Helgoland: Oft belächelt, aber absolut sehenswert
Wer berichtet, er fahre in den Ferien nach Helgoland, muss mit entsetzten Gesichtern rechnen. Dabei hat die autofreie Insel in der Nordsee viel zu bieten – nicht nur für Vogelliebhaber, sondern auch für Strandfreunde. Dennoch: Wenn sie im Gespräch mal für Aufruhr sorgen wollen, müssen sie weder eine Steuerhinterziehung beichten noch düstere Tiefen ihrer Seele offenbaren, es genügt, seine Urlaubspläne kundzutun: „Wir machen eine Reise nach Helgoland.“
Auf Helgoland kann man die Dünenbewohner aus nächster Nähe bewundern, Fotoquelle: 123RF
In neunzig Prozent der Fälle wird ihr Gesprächspartner ganz blass, möglicherweise ein „Wie furchtbar!“ von sich geben und dann eine Gruselgeschichte auftischen: Von einer schrecklichen Seefahrt oder Schnapstoten auf dem Fuselfelsen, von einer Polonäse der Dauerraucher durch Duty-free-Läden oder einer traumatischen Kindheitserinnerung aus einem anderen Zeitalter. Möglicherweise sollte man sie einfach klug daherfaseln lassen und seine eigene Erfahrung für sich behalten. Doch Helgoland ist es wert, dass man seine Ehre verteidigt.

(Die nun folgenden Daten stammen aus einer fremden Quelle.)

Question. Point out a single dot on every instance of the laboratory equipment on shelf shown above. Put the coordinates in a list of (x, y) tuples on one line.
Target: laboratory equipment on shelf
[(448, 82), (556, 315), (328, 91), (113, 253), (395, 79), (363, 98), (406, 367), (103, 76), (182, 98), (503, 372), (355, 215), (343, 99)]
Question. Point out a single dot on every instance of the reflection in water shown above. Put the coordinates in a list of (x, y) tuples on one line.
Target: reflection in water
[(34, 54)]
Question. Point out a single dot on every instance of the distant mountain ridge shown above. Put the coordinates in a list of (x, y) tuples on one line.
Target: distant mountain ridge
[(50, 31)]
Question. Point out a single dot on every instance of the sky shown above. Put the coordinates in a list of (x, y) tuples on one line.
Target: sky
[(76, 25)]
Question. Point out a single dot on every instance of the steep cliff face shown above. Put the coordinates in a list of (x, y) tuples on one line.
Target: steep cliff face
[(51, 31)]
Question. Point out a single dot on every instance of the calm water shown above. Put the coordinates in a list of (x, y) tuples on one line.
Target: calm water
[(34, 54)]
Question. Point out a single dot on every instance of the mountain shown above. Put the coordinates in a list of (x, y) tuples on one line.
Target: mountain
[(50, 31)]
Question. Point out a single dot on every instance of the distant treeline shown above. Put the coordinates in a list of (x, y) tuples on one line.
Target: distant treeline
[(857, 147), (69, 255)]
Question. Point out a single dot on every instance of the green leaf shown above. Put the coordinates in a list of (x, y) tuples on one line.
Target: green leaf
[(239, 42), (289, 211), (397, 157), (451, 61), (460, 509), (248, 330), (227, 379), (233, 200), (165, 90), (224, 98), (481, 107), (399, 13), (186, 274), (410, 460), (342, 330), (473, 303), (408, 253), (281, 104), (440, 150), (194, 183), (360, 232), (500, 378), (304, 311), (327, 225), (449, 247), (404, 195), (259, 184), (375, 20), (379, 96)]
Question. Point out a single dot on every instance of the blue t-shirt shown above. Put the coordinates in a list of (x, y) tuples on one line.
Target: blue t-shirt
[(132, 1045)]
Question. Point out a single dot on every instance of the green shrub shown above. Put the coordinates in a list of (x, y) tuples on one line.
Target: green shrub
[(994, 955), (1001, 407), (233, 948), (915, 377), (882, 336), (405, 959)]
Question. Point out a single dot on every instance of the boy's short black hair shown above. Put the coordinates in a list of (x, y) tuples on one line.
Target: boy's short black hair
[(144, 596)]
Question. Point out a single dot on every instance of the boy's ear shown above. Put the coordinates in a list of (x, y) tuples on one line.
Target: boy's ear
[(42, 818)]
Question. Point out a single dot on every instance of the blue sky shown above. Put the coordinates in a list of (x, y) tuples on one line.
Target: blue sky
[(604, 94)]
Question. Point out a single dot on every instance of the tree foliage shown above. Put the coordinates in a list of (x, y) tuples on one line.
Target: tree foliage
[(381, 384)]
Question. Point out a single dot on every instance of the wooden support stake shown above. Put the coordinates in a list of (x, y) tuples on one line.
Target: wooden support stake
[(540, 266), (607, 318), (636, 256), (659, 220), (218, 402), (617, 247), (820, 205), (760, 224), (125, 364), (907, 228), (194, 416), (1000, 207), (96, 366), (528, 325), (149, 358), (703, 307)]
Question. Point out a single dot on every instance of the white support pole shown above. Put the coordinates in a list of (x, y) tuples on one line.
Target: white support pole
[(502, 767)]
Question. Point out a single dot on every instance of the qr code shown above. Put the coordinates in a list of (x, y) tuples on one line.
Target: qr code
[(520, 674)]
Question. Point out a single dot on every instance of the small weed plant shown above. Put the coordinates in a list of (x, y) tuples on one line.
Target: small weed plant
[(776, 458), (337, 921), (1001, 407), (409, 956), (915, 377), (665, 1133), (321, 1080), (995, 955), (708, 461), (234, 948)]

Hamburger Geschäftsleute tragen die Verantwortung für die Teilung Helgolands
Die Insel, die 62 Kilometer nordwestlich von der Elbmündung liegt, ist fantastisch – oder genauer gesagt, die Inseln sind fantastisch. Denn Helgoland ist ein Geschwisterpaar: Ein imposanter roter Felsen, der aus dem Meer aufsteigt, und eine fantastische Düne gleich daneben für Badevergnügen und Karibik-Feeling an der Nordsee. Bis zur Neujahrssturmflut 1720/21 gehörten die beiden zusammen – und vieles deutet darauf hin, dass die Hamburger für den Werdegang des Pinneberger Eilands verantwortlich sind. Noch 100 Jahre davor lag auf der Düne das Wittekliff, das angeblich ungefähr gleich hoch wie der rote Felsen war.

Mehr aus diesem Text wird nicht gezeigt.